“Beyond all question Sargent is the most conspicuous of living portrait painters. Before his eyes pass in continuous procession the world of art, science, and letters, the world financial, diplomatic, or military, and the world frankly social. To-day comes a savant, a captain of industry, or a slender, troubled child. Tomorrow it will be an insinuating Semetic Plutus; next week may bring some fresh-tinted Diana, radiant with vernal bloom. Everyone from poet to general, from duchess to dark-eyed dancer, finds place in this shifting throng....

“With the entrance of Sargent into the arena of art cherished conventions disappear in sorry discomfiture. With a dignity and a technical mastery which compel both respect and enthusiasm he tramples upon tradition whenever tradition stands in his way. It is useless to scan these canvases in the hope of finding various qualities which for centuries have been deemed the touchstone of portraiture. Contemplation and reflection are by no means the rule. That adjustment of diverse elements which makes for balanced composition is often lacking. That endearing love of tone for its own sake is frequently absent. The vigorous outline of Holbein, the rich sobriety of Titian, or the permeating magic of Leonardo find but faint echo in the work of this modern innovator. With almost disdainful independence he has declined to repeat the triumphs of the great forerunners. In place of their ideals he has substituted ideals which are resolutely his own. However you may regard his contribution, it is impossible not to recognize its insistent novelty. Once in possession of the underlying facts, there should be no trouble in reading aright the salient, positive art, this art which by turns persuades and repels. Yet one cannot divine just why these high-bred women are so animated, or why the soldiers and statesmen are so emphatic, without first peering beneath the exterior. Though Sargent may himself remain dexterously on the surface, the spectator cannot. It is not enough to watch this conjurer perform his trick; we must see how it is accomplished.

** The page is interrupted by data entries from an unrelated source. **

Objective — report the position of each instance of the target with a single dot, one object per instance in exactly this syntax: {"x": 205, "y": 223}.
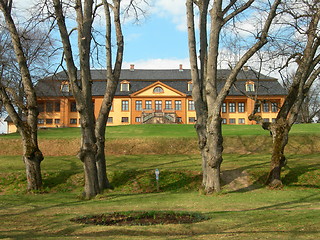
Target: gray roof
{"x": 141, "y": 78}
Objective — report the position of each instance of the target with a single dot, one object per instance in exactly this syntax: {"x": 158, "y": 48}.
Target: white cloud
{"x": 175, "y": 10}
{"x": 159, "y": 63}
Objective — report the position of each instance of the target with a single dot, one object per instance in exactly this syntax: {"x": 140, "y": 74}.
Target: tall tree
{"x": 81, "y": 88}
{"x": 92, "y": 150}
{"x": 26, "y": 122}
{"x": 113, "y": 75}
{"x": 207, "y": 97}
{"x": 303, "y": 19}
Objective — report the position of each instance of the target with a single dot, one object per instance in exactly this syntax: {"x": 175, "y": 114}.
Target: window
{"x": 232, "y": 107}
{"x": 73, "y": 107}
{"x": 177, "y": 105}
{"x": 190, "y": 86}
{"x": 224, "y": 107}
{"x": 250, "y": 87}
{"x": 148, "y": 104}
{"x": 57, "y": 106}
{"x": 110, "y": 120}
{"x": 266, "y": 107}
{"x": 191, "y": 105}
{"x": 232, "y": 120}
{"x": 192, "y": 119}
{"x": 241, "y": 107}
{"x": 138, "y": 119}
{"x": 259, "y": 108}
{"x": 168, "y": 104}
{"x": 73, "y": 121}
{"x": 65, "y": 87}
{"x": 124, "y": 119}
{"x": 241, "y": 121}
{"x": 49, "y": 106}
{"x": 158, "y": 90}
{"x": 138, "y": 105}
{"x": 49, "y": 121}
{"x": 125, "y": 105}
{"x": 158, "y": 105}
{"x": 274, "y": 107}
{"x": 41, "y": 107}
{"x": 125, "y": 87}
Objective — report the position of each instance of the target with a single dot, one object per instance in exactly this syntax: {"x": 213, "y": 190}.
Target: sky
{"x": 160, "y": 40}
{"x": 157, "y": 41}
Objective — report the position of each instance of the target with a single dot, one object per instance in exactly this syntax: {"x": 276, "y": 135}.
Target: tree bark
{"x": 207, "y": 97}
{"x": 280, "y": 131}
{"x": 214, "y": 155}
{"x": 113, "y": 75}
{"x": 32, "y": 158}
{"x": 27, "y": 128}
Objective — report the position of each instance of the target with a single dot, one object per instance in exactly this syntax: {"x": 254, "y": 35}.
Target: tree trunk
{"x": 213, "y": 156}
{"x": 32, "y": 158}
{"x": 101, "y": 164}
{"x": 87, "y": 155}
{"x": 280, "y": 131}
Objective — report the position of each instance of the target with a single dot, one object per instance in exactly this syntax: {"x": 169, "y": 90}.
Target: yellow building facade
{"x": 155, "y": 96}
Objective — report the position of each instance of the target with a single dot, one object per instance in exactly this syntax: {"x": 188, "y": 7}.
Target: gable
{"x": 158, "y": 89}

“So dazzled has the majority been by what is called the man’s cosmopolitanism that the real racial basis of his nature has been over-looked.... Sargent is American in his fundamental instincts. His adaptability and his very lack of marked bias bespeak the native complexity of his origin. It cannot for a moment be maintained that the French paint themselves as Sargent paints them, or the English either. His art is neither Gallic nor British, it is American, and the chief reason why it is so different from most Anglo-Saxon art is because it is so superior, not because it is unAmerican. In any case the sense of motion remains Sargent’s personal conquest, possibly, even, his chief contribution to portraiture.

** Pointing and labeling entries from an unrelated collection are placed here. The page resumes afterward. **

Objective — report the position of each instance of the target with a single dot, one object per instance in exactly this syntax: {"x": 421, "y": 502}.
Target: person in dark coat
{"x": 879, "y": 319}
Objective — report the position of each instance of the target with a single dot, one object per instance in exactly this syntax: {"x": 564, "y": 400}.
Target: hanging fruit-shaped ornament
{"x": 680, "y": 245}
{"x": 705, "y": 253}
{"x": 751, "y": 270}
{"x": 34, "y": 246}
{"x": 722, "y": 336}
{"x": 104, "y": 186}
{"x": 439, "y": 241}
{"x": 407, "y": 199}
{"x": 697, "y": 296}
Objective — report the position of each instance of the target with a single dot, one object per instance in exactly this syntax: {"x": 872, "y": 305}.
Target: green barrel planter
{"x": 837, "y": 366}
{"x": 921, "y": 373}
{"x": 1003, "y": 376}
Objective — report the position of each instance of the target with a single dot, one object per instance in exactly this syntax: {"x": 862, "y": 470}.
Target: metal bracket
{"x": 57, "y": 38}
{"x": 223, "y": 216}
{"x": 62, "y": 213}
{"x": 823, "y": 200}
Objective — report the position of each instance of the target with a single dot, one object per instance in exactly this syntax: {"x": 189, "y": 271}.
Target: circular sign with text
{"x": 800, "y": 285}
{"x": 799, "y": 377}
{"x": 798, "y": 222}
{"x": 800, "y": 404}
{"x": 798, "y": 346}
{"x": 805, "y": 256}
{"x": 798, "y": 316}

“In Sargent’s portraits women are in the act of starting from their chairs and men are on the very point of speaking. Here is a dancer whose yellow skirt still swirls in elastic convolutions; there stands a painter lunging at the canvas with sensitively poised brush. All is restless, vivid, spontaneous. One and all these creatures vibrate with the nervous tension of the age. Other artists have given calm, or momentarily arrested motion. Sargent gives motion itself. With a technique facile as it is assertive this magician of the palette, this paganini of portraiture, has lured us into a new world, a world which we ourselves know well—perhaps too well—but a world hitherto undiscovered by painting.”

Art and Common Sense

By Royal Cortizzoz

Courtesy of Scribner & Son, 1913

“Sargent studying under the wing of Carolus-Duran, was in an atmosphere sympathetic to new ideas, but not at all inhospitable to old ones. While he emerged from his master’s studio a modern in the best sense of the term, it was with a vein of conservatism in him which has never disappeared. Of how many modern painters, endowed, as he has been, superabundant technical brilliance, could it be said that they have never exceeded a certain limit of audacity? I know of no canvas of his which could fairly be called sensational. One of the least conventional of painters, his art nevertheless remains adjusted to the tone and movement of the world in which he lives—surely a fine example of genius expressing its age.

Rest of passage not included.